Slowly add the cream and stir.
Add butter in small amounts stir and take off heat.
Add salt and vanilla. Stir and set aside to cool a bit .
Lay shortbread fingers on waxed paper.
Carefully top each finger with warm Caramel.
Set aside to cool completely.
Melt chocolate pieces over a double boiler for 3 minutes. Stir frequently as chocolate will hold its shape and you may not realize it is melted. , turn off heat when chocolate is half melted, and stir.
When chocolate is ¾ melted take top of double boiler off and set on cool surface.
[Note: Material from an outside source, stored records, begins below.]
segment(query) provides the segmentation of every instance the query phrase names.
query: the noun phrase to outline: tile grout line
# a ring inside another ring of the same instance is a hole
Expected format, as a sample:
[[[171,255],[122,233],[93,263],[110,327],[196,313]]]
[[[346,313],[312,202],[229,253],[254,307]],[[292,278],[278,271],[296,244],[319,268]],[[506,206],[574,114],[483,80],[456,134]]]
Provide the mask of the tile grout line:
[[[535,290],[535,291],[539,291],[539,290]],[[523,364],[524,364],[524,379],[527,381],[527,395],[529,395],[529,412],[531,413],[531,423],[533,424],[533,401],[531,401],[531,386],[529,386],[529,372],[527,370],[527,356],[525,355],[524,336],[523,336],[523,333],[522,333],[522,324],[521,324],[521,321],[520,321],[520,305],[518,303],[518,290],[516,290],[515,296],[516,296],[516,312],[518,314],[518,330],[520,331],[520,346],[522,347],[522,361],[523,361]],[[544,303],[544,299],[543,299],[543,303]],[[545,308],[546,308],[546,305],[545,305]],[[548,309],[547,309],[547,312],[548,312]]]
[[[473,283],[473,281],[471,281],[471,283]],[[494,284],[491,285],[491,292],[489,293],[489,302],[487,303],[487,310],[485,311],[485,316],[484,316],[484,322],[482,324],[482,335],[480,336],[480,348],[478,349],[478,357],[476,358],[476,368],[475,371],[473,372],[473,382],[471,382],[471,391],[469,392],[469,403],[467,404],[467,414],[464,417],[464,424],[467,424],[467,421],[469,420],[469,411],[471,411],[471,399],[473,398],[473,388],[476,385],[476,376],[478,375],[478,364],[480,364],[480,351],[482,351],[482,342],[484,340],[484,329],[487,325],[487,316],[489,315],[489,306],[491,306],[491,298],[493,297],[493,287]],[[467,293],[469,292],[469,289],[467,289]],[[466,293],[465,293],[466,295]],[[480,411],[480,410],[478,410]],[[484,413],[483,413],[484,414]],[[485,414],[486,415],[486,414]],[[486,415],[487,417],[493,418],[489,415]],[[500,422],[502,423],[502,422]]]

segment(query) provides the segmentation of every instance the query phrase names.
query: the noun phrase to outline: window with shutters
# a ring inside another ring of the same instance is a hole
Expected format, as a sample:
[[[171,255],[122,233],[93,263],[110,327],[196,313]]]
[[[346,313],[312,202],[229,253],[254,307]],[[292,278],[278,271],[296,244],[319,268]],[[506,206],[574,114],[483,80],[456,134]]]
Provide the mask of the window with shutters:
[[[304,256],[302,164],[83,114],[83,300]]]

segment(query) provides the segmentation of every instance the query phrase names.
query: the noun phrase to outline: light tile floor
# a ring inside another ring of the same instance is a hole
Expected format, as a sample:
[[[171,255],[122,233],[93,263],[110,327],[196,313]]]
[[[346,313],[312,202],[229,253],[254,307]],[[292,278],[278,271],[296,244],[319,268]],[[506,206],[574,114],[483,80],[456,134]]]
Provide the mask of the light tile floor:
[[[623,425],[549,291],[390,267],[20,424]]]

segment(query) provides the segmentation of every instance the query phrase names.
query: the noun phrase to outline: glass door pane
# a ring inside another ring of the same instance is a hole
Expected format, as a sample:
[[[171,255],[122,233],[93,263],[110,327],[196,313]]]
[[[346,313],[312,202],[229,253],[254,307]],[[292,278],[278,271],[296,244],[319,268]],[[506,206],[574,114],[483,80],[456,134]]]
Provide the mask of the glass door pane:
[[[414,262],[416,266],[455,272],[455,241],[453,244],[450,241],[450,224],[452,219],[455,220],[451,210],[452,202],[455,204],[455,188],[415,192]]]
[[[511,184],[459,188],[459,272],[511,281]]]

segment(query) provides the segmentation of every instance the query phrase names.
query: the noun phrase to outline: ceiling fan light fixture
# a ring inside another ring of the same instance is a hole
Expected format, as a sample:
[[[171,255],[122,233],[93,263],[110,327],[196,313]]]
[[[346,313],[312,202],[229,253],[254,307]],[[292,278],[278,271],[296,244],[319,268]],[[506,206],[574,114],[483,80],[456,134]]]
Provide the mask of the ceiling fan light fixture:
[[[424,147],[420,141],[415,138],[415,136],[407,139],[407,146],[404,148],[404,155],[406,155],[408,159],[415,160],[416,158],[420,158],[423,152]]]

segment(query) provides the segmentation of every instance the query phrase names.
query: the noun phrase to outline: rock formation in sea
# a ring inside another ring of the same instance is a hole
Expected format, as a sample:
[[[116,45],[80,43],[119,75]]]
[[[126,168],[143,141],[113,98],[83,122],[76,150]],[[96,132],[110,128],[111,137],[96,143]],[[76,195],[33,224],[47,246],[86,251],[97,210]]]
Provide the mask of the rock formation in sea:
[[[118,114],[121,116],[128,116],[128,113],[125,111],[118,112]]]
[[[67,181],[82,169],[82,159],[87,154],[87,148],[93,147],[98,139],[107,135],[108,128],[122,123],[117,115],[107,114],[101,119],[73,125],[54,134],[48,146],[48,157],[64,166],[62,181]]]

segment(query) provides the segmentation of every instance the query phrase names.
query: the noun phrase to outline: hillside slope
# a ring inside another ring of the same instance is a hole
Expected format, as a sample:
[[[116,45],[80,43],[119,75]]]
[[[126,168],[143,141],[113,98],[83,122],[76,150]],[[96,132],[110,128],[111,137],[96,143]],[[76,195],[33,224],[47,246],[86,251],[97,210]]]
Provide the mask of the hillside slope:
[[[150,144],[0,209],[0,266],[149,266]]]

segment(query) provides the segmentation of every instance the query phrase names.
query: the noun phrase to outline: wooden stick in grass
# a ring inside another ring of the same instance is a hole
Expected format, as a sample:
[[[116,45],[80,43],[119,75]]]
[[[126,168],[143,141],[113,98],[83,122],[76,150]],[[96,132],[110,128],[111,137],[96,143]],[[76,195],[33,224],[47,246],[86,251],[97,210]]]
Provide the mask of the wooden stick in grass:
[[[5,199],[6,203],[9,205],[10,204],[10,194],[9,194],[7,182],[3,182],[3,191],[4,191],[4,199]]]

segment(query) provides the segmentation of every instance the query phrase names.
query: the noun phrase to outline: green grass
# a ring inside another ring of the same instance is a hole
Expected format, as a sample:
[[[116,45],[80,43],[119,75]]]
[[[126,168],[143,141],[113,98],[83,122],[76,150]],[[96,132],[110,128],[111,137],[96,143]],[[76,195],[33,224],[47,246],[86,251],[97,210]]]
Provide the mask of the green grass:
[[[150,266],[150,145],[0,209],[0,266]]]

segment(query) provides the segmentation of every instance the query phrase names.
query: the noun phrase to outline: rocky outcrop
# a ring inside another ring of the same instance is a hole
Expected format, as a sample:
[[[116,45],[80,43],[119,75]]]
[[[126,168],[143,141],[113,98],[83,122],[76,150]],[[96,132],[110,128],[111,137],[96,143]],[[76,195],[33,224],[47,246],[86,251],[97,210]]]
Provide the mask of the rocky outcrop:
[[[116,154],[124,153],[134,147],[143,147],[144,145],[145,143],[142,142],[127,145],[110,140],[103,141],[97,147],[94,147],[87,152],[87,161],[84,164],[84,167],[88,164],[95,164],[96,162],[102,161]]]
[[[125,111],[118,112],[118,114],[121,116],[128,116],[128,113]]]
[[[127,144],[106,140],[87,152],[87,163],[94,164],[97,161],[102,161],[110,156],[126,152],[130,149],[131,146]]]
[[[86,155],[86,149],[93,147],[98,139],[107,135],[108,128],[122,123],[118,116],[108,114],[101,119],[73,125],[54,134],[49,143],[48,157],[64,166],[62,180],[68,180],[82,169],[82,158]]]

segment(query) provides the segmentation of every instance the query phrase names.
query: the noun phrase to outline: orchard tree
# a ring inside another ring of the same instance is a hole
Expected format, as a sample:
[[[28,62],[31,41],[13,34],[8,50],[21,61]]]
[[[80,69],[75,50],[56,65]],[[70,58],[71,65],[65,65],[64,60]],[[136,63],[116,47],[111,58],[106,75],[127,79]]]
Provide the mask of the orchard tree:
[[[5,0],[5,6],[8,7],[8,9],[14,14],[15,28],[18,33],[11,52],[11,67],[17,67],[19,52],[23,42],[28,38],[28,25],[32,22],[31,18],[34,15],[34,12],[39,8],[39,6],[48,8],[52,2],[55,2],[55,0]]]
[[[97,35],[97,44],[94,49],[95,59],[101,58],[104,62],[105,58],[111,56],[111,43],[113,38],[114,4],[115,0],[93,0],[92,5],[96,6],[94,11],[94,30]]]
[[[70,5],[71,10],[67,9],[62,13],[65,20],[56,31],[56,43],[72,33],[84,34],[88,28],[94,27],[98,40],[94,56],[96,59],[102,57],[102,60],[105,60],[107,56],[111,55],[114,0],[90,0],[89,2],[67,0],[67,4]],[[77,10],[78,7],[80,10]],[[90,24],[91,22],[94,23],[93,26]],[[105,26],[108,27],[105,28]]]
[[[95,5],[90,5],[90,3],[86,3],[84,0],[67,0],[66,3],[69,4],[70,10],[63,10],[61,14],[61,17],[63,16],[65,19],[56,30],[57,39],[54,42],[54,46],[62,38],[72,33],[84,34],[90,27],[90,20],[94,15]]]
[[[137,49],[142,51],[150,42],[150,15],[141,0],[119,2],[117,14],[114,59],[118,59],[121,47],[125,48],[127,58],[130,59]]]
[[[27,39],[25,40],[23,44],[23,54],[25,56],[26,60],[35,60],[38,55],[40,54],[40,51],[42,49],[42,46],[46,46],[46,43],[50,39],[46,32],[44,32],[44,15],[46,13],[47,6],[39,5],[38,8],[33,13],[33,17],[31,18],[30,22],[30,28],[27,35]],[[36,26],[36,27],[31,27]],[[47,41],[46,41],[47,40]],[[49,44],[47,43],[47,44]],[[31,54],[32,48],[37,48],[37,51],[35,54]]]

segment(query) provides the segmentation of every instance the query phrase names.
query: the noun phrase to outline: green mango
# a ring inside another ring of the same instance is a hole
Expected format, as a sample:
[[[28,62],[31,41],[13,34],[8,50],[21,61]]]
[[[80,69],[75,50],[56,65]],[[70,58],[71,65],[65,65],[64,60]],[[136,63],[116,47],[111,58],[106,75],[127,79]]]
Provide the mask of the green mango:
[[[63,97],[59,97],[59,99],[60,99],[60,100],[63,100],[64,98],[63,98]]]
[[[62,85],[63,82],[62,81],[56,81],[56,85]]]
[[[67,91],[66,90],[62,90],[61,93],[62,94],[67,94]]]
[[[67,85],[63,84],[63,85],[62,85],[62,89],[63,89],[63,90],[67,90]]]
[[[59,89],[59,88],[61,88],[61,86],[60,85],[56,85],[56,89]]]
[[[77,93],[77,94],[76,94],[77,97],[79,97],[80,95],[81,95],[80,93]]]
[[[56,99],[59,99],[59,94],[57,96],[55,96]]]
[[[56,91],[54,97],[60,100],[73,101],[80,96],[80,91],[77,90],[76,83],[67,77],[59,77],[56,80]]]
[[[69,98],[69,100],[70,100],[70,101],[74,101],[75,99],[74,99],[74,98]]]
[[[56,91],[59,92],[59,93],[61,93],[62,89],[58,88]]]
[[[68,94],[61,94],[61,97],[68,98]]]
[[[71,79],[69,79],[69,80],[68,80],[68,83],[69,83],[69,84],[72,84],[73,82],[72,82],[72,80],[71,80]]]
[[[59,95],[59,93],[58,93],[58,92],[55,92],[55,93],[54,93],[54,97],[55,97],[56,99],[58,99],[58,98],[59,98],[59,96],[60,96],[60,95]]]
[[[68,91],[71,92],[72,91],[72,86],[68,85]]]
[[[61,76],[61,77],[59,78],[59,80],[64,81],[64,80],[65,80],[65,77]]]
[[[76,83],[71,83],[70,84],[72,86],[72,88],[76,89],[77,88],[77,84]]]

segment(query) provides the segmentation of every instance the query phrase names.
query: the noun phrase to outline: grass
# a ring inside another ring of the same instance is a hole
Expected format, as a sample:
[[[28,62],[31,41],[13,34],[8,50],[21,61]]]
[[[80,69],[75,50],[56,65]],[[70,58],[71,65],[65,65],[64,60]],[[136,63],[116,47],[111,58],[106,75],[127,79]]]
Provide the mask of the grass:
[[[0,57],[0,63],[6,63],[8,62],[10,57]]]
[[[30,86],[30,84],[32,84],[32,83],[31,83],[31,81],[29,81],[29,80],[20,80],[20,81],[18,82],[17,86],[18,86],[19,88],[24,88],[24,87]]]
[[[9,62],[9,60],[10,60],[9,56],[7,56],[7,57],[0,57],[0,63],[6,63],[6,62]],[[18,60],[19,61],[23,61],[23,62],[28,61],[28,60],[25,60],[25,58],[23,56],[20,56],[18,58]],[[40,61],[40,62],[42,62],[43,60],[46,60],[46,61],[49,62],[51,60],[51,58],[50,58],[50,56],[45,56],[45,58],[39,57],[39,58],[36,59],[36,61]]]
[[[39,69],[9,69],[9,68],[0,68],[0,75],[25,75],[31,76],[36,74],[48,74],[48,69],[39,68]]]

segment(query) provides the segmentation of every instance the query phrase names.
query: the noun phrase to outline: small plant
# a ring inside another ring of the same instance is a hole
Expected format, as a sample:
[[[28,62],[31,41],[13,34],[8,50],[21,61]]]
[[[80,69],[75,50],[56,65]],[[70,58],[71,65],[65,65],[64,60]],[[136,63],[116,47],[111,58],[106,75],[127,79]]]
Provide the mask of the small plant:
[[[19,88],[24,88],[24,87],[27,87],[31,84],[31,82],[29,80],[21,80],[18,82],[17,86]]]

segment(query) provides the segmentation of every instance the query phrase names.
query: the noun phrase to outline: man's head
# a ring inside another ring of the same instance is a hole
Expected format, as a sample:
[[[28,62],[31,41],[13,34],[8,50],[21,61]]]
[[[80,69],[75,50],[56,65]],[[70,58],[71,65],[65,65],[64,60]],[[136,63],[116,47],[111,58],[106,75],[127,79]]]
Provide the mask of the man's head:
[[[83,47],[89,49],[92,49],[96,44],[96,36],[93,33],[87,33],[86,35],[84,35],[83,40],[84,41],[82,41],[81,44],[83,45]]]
Stir frequently until smooth.
(You can melt chocolate in the microwave at 50% heat for 40 seconds . then at 15 second intervals until smooth.) Do not over heat!!
Using 2 forks as tools
Dip caramel topped shortbreads into the melted chocolate. work fast.
Set on waxed paper to dry. (in a cool place)
When cool peel off the waxed paper and relish in the fact that you have just achieved greatness.